Santa Clarita voters may become the first in California to elect city and community college officials by cumulative voting. The little-used system would allow voters to cast multiple votes for the same candidate. For example, in a City Council election to fill three seats, a Santa Clarita voter could cast three votes for just one candidate, or distribute votes to two or three candidates. After hearing arguments on Monday, Superior Court Judge Terry Green approved cumulative voting in Santa Clarita city and the Santa Clarita Community College District. The ruling could help resolve lawsuits claiming violations of the California Voting Rights Act, according to attorney Kevin Shenkman. With cumulative voting, individuals who are part of a minority bloc of the population could amass their votes behind a single candidate and win a seat, Shenkman said.

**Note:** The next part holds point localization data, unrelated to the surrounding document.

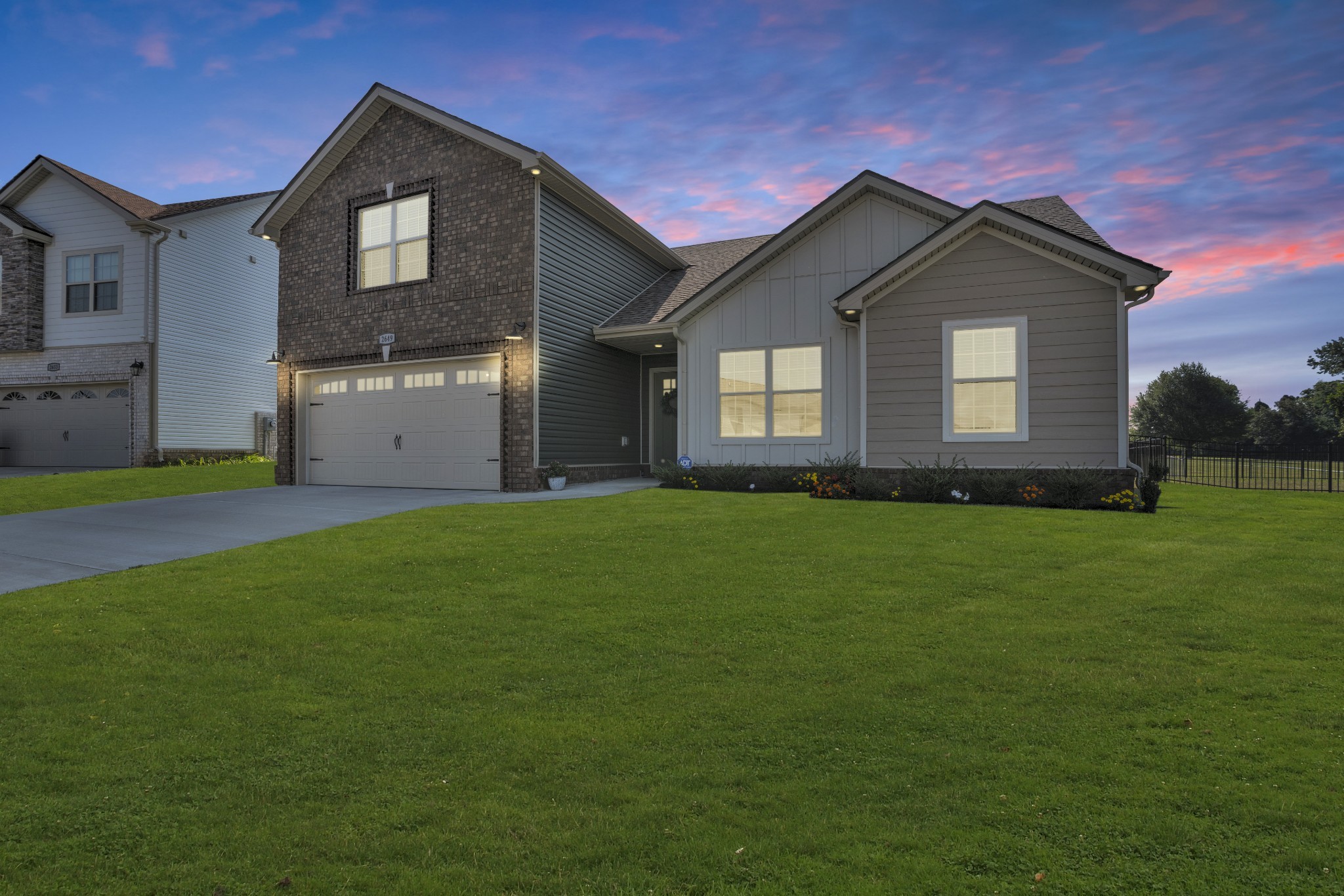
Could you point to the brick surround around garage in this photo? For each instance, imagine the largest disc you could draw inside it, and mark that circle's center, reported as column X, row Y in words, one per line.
column 482, row 274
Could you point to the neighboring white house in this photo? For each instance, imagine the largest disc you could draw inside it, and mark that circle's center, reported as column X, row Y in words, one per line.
column 131, row 331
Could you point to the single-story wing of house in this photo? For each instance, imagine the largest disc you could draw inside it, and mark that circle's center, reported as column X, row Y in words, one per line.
column 459, row 311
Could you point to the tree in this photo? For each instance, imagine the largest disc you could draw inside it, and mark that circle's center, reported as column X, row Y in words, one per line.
column 1293, row 419
column 1187, row 402
column 1330, row 359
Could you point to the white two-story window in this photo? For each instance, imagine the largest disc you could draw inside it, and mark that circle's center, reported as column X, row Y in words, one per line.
column 984, row 380
column 394, row 242
column 93, row 283
column 776, row 391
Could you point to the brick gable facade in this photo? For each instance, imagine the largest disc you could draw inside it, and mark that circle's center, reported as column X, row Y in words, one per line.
column 482, row 274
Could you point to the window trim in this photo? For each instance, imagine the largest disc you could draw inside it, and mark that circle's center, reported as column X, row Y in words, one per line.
column 1022, row 434
column 425, row 187
column 769, row 398
column 121, row 277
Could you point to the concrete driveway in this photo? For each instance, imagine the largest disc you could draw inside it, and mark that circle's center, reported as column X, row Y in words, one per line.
column 58, row 546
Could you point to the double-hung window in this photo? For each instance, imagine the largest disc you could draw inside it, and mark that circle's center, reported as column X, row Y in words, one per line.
column 984, row 380
column 93, row 283
column 776, row 391
column 394, row 242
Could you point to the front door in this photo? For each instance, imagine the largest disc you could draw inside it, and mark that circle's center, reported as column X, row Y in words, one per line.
column 663, row 415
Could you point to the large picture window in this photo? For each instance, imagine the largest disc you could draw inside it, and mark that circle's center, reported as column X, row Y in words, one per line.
column 984, row 380
column 93, row 283
column 776, row 391
column 394, row 242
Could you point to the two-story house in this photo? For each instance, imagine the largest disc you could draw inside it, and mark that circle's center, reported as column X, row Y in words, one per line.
column 131, row 331
column 457, row 310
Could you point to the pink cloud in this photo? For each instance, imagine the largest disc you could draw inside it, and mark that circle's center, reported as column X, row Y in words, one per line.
column 890, row 133
column 1074, row 54
column 1146, row 178
column 154, row 49
column 629, row 31
column 333, row 22
column 201, row 171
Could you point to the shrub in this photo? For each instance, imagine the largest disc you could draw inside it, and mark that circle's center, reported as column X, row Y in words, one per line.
column 667, row 473
column 776, row 479
column 867, row 485
column 998, row 487
column 724, row 478
column 842, row 468
column 932, row 483
column 219, row 461
column 1150, row 488
column 1074, row 487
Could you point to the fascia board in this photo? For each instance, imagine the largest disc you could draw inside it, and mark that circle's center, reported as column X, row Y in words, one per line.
column 19, row 230
column 359, row 120
column 50, row 170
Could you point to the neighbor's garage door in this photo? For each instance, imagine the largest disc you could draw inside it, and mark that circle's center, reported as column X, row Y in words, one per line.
column 65, row 425
column 420, row 426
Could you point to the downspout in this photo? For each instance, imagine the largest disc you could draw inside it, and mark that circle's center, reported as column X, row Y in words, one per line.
column 682, row 391
column 154, row 346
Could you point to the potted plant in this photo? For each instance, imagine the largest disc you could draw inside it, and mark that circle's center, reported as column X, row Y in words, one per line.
column 556, row 474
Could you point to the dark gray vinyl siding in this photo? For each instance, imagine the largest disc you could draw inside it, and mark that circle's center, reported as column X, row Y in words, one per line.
column 588, row 393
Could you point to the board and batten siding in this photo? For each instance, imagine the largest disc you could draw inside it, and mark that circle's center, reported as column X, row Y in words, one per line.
column 217, row 328
column 84, row 223
column 789, row 304
column 1072, row 357
column 588, row 393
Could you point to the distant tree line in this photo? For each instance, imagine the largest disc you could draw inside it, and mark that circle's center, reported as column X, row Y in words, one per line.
column 1187, row 402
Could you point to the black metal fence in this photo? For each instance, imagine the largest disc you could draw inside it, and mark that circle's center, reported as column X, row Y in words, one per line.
column 1242, row 465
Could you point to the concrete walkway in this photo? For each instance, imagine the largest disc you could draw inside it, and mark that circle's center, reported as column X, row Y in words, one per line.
column 58, row 546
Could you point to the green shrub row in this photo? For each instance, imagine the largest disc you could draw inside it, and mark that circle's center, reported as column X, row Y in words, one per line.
column 940, row 483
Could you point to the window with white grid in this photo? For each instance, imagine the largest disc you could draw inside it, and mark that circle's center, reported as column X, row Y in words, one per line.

He represents two plaintiffs who had sued to eliminate the traditional at-large voting system used in Santa Clarita elections.
The suit against the city, the college district and the William S. Hart Union High School District in Newhall alleged that Latinos, who make up 30 percent of the city’s population, could not amass enough votes to win representation. The Hart high school district is in the process of dividing into voting districts for future elections.
But the city and community college boards wanted to avoid splitting their jurisdictions into districts. They reached a mediated resolution in January to use cumulative voting instead, Shenkman said. Monday’s hearing was intended to confirm that cumulative voting is a legal remedy in California.